3 Reasons to Convert from a Traditional IRA to a Roth IRA

A traditional independent retirement account (IRA), allows you to place pre-tax dollars into an account to save for retirement. These funds grow tax-free until you begin to take the funds out. When you reach the minimum withdrawal age, you are then taxed on the funds you remove on an annual basis. This was the model for retirement for some time, but the Roth option has reversed the playing field. With a Roth IRA, the taxes operate in the reverse manner.

#1 Your Current Tax Bracket is Low

When you have a Roth IRA, you receive no immediate tax break. The contributions you make to the account are not tax deductible, meaning you are saving post-tax dollars. The funds still grow tax-free while they are in the account. Upon reaching age 59 1/2, you can begin taking withdrawals, and these will not be taxed. Basically, you shouldered the burden on the front end of the account, so you have no taxes on the back end. If your current tax bracket is low, it may be preferable to pay the taxes now. Your tax bracket in the future will likely be much higher. This is a great option for young professionals. Professionals already in their high earning years, though, will not realize a large advantage with this option. They may prefer to have the tax break on their current taxable income, which could represent a very large sum. 

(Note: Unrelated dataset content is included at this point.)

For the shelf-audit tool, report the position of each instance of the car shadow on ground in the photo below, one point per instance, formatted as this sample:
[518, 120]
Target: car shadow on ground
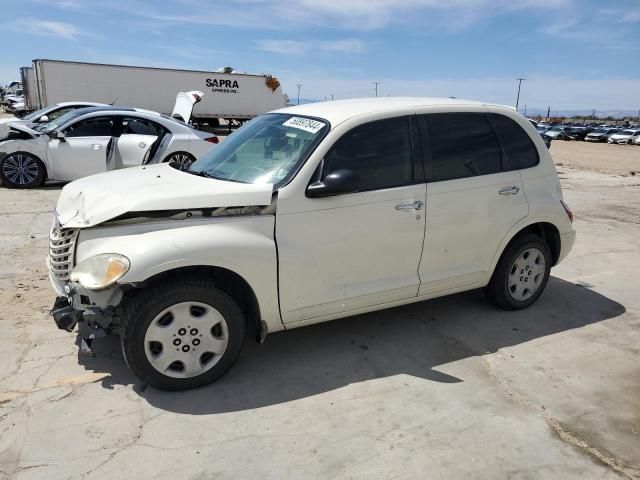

#2 You Contribute Less than the Annual Limit

One challenge with the Roth IRA option is the fact that it has a low maximum contribution amount limit. The option is truly designed for individuals with a low income, and these individuals are not likely to contribute more than $5,000 to $7,000 each year. If you contribute more than this, you may be better off with a traditional IRA, because this could be an indication you are in a high-tax bracket. You will be unable to continue to save funds in your account beyond the maximum, which is proportionately lower for married couples filing jointly than for a single person. 

#3 You Think Long Term

The fact remains: the Roth IRA option offers absolutely no benefit in the present over a traditional savings account. Your contributions are not deducted, and your tax burden is not lowered in the given year. A person thinking only in the short term will much prefer the traditional option. That individual can significantly lower a current tax burden. If you think long term, though, you will be able to see the benefits of the Roth account hit your finances when you most need the additional support. If you are relatively young and healthy, you can always go make more money. Once you retire, though, you will be on a permanent limited income with few options to earn more money. You may also have more expenses associated with a mortgage, family or other obligations. It can be hard to think that far down the line when you are young in your career, but ask a retired individual, and that person will tell you how important it truly is.